The multiple regressions serve to explain the behavior of one variable (dependent variable) though a set of some explanatory variables for which we can find a logical/theoretically founded relationship with the dependent variable.

Please discuss three business situations (either real or a business situation) with proposed set of 5 explanatory variable. Could you define the expected sign (positive or negative) of these selected explanatory variables?

As e have discussed the usage of the dummy variables propose at least in one of the three cases you discuss previously one or two dummy variables you think are good explanatory variables for the case you are discussing.

Solutions

Expert Solution

The linear regression consists of the dependent variable and the independent variables.

The dependent variable is denoted by Y and the independent variables are denoted by different XI's.

The examples of multiple regression are:

1) The selling price of the house can depend on the desirability of the location, the number of bedrooms, the number of bathrooms, the years house was built and the square foot of the house.

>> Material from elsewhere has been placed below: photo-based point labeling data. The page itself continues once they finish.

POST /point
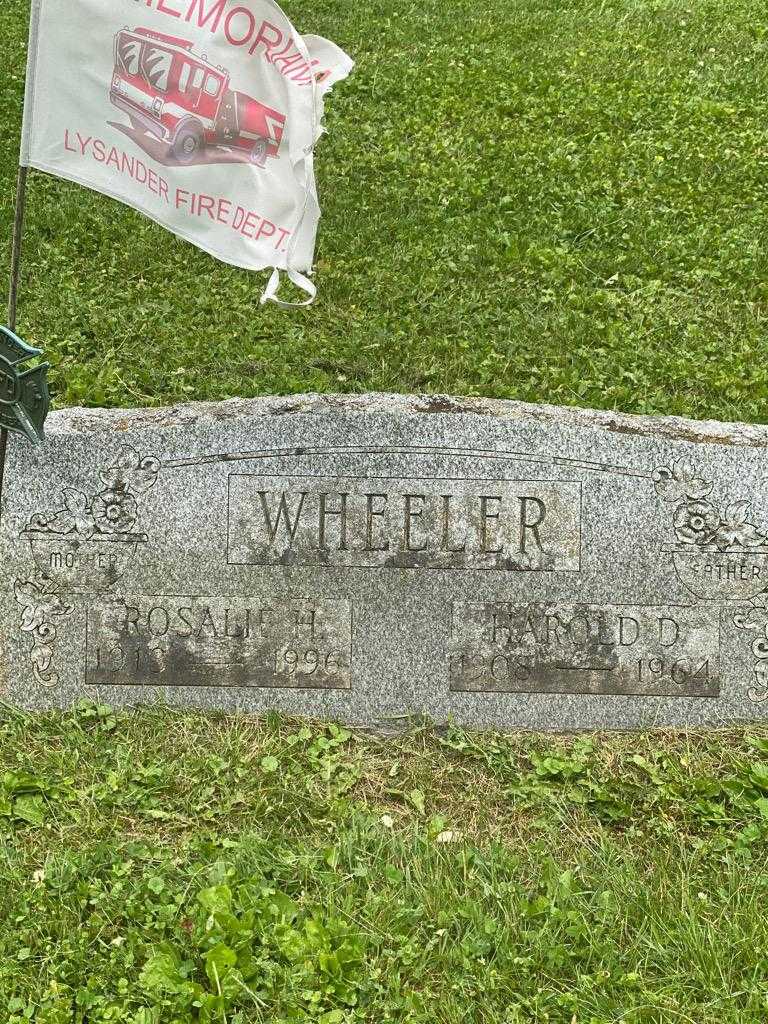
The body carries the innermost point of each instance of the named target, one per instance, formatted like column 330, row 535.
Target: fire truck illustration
column 187, row 102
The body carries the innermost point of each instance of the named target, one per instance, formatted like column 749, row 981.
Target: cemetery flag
column 201, row 114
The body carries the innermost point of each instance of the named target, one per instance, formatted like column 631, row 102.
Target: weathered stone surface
column 366, row 558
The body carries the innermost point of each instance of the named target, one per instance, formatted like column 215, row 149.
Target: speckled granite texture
column 370, row 557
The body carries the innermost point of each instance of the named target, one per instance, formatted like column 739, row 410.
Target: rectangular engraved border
column 412, row 568
column 228, row 686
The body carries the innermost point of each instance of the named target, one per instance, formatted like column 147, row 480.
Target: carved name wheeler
column 372, row 558
column 404, row 523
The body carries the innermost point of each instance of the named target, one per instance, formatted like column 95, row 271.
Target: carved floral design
column 41, row 604
column 756, row 620
column 83, row 547
column 113, row 511
column 699, row 522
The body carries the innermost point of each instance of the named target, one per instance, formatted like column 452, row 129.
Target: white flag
column 201, row 114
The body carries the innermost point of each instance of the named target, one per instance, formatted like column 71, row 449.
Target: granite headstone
column 370, row 558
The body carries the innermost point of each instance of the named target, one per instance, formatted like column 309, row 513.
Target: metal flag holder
column 24, row 392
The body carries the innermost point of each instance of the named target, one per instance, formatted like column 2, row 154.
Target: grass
column 548, row 201
column 165, row 868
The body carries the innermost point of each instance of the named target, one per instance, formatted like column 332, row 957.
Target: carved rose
column 736, row 531
column 680, row 483
column 41, row 604
column 114, row 511
column 696, row 522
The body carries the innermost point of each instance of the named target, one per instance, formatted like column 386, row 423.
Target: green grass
column 548, row 200
column 166, row 868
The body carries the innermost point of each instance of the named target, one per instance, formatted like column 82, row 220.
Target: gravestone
column 369, row 558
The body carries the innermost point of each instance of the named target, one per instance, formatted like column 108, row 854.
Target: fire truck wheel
column 187, row 144
column 258, row 153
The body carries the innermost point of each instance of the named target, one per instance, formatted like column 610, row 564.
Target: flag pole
column 15, row 267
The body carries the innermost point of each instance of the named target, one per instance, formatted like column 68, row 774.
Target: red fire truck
column 186, row 101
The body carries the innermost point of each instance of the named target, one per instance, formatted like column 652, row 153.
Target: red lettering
column 249, row 222
column 227, row 26
column 215, row 11
column 206, row 204
column 263, row 232
column 262, row 37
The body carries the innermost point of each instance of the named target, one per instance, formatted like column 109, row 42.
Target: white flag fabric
column 201, row 114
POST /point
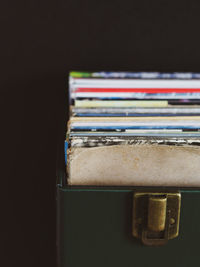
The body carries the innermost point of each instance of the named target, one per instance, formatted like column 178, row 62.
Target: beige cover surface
column 138, row 165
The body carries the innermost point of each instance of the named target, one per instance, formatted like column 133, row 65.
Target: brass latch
column 156, row 217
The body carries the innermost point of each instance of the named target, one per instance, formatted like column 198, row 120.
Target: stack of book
column 133, row 129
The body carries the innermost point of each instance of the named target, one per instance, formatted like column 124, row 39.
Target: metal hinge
column 156, row 217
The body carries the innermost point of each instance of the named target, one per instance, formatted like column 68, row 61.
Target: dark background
column 40, row 42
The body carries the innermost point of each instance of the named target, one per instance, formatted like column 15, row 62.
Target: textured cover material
column 141, row 165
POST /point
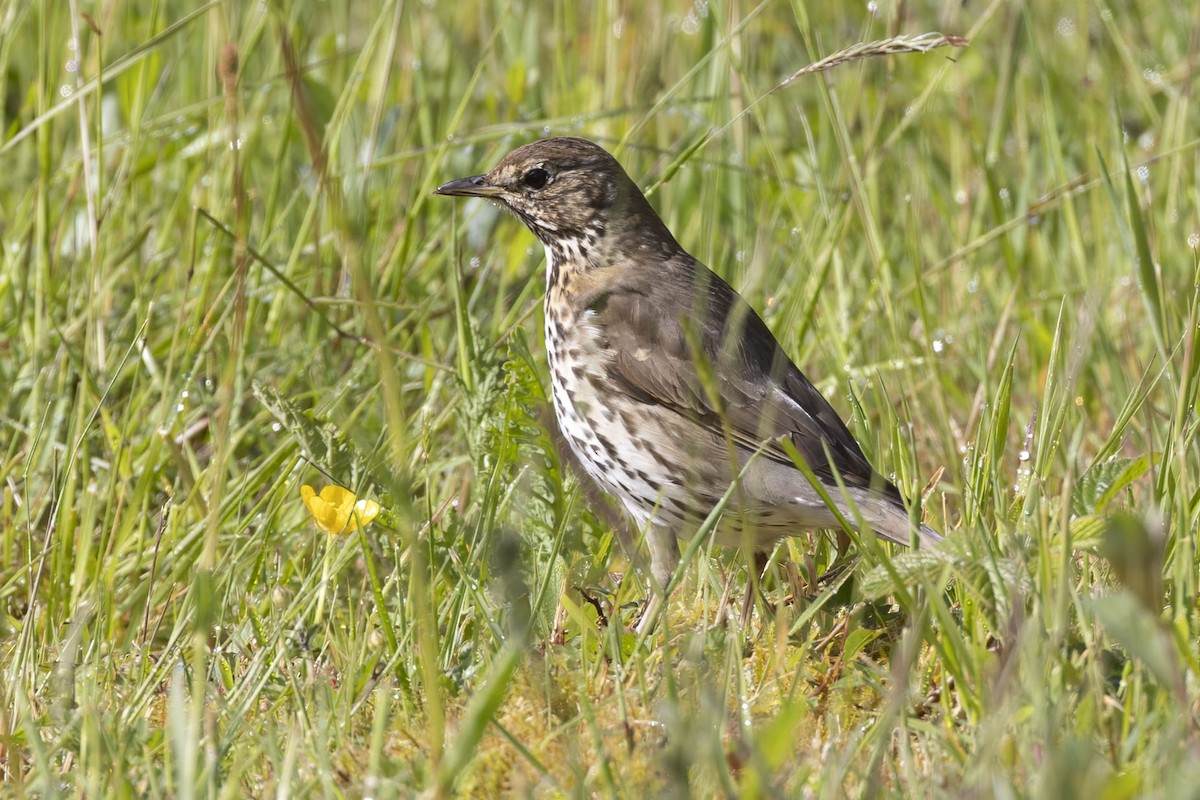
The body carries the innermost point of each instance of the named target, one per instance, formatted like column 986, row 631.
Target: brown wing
column 750, row 380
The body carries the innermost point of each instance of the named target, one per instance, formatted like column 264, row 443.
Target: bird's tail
column 891, row 521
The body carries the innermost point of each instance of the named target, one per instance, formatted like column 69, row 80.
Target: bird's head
column 561, row 188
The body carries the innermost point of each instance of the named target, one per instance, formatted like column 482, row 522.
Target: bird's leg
column 664, row 559
column 757, row 563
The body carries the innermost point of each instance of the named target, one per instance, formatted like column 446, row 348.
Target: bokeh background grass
column 222, row 275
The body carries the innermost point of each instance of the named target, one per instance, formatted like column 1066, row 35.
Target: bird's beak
column 474, row 186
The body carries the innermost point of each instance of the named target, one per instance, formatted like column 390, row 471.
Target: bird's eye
column 535, row 178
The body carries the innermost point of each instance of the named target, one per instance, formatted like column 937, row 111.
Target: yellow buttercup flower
column 336, row 510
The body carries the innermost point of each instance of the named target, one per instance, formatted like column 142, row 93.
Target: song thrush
column 666, row 384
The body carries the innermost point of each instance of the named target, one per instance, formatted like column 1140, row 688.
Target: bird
column 666, row 385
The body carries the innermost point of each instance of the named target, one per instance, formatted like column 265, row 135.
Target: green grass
column 223, row 275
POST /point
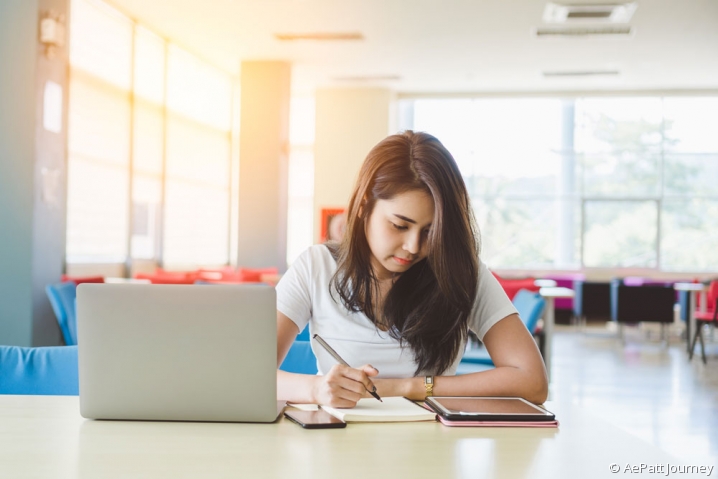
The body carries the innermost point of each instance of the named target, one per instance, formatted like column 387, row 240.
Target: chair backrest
column 638, row 304
column 530, row 306
column 62, row 299
column 300, row 359
column 44, row 371
column 713, row 294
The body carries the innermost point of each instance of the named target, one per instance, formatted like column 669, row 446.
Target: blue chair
column 62, row 299
column 300, row 359
column 41, row 371
column 304, row 335
column 530, row 306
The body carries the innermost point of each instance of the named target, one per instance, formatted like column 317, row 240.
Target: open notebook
column 392, row 409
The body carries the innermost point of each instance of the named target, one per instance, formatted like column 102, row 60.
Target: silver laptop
column 177, row 352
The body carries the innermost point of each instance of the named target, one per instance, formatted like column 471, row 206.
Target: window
column 150, row 145
column 585, row 182
column 300, row 211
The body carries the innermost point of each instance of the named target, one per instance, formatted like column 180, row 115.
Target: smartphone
column 319, row 419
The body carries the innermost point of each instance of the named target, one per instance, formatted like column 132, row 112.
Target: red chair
column 710, row 316
column 254, row 275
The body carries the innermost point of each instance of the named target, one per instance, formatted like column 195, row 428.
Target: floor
column 644, row 385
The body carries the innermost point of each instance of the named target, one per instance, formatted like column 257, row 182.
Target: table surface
column 556, row 292
column 44, row 436
column 690, row 287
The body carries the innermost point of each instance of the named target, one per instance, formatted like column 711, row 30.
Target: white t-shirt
column 303, row 296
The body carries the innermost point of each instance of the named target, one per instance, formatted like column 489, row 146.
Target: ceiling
column 445, row 46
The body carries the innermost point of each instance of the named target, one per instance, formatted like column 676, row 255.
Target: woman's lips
column 402, row 261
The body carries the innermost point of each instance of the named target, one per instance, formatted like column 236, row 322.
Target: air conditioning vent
column 368, row 78
column 579, row 73
column 620, row 30
column 319, row 36
column 603, row 13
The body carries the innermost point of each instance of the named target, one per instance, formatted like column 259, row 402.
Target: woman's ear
column 360, row 210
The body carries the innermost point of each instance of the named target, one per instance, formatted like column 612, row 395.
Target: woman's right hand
column 343, row 386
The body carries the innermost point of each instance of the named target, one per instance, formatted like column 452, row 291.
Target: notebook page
column 392, row 409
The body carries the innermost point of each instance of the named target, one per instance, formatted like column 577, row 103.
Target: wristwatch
column 429, row 385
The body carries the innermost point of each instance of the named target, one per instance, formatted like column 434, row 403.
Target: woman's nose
column 412, row 243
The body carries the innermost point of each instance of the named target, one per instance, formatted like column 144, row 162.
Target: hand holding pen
column 371, row 388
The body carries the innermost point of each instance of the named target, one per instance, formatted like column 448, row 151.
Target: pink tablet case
column 447, row 422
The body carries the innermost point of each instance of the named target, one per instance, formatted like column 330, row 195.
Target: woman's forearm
column 501, row 381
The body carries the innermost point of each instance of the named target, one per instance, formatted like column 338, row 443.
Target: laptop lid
column 177, row 352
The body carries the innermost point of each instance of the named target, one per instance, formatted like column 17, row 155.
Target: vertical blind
column 149, row 139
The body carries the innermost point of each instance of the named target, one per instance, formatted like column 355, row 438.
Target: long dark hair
column 429, row 305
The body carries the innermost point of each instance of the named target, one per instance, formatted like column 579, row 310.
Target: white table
column 693, row 289
column 118, row 280
column 549, row 319
column 45, row 437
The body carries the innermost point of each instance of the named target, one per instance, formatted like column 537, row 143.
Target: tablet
column 487, row 409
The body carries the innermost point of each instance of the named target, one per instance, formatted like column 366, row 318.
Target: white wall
column 349, row 122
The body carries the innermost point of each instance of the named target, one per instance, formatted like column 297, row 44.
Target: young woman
column 400, row 292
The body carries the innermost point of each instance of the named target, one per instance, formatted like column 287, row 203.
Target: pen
column 339, row 359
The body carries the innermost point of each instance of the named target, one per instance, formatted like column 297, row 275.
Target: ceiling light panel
column 601, row 13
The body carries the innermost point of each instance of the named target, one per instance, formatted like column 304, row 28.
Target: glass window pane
column 98, row 171
column 691, row 174
column 149, row 66
column 197, row 90
column 196, row 225
column 148, row 138
column 99, row 121
column 97, row 211
column 146, row 199
column 101, row 42
column 689, row 234
column 690, row 124
column 300, row 211
column 619, row 124
column 196, row 153
column 622, row 173
column 197, row 195
column 517, row 233
column 620, row 234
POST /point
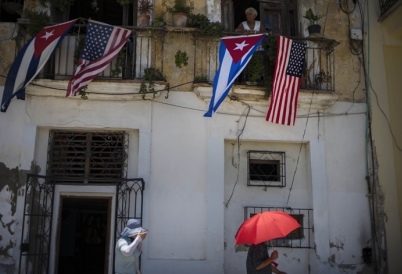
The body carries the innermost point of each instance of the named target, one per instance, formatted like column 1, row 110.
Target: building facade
column 73, row 170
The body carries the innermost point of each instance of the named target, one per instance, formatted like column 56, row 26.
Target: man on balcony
column 251, row 25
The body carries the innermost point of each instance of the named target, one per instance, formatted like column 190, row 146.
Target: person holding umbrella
column 259, row 229
column 128, row 248
column 259, row 262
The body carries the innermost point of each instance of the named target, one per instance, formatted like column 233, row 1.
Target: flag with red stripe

2) The height of the child depends on the height of the mother, the height of the father, nutrition, environmental factors and the other factors such as if the family is dwarf.

3) Salary of an individual depends on the age, gender, educational attainment, nature of the job and the hours spent on the job.

Here, in this example, the gender is a dummy variable with male and female and the educational attainment can be further classified as below graduation and above graduation and nature of job is also a categorical variable.

4) The levels of the cholesterol level is determined by the age, gender, race of an individual, frequency of going out to the restaurant and the food items ordered in the restaurant.

Here, the gender and the race is a dummy variable.

5) Selection of a car depends on the brand of the car, the model of the car, average kilometer per litre of fuel, the number of seating capacity, the price of the car and many more variables.

Here, the number of cateogrical variables is 2. That is, the model of the car and the brand of the car.

These are the few examples of the multiple regression with the independent variables as the continuous variables or the dummy variables.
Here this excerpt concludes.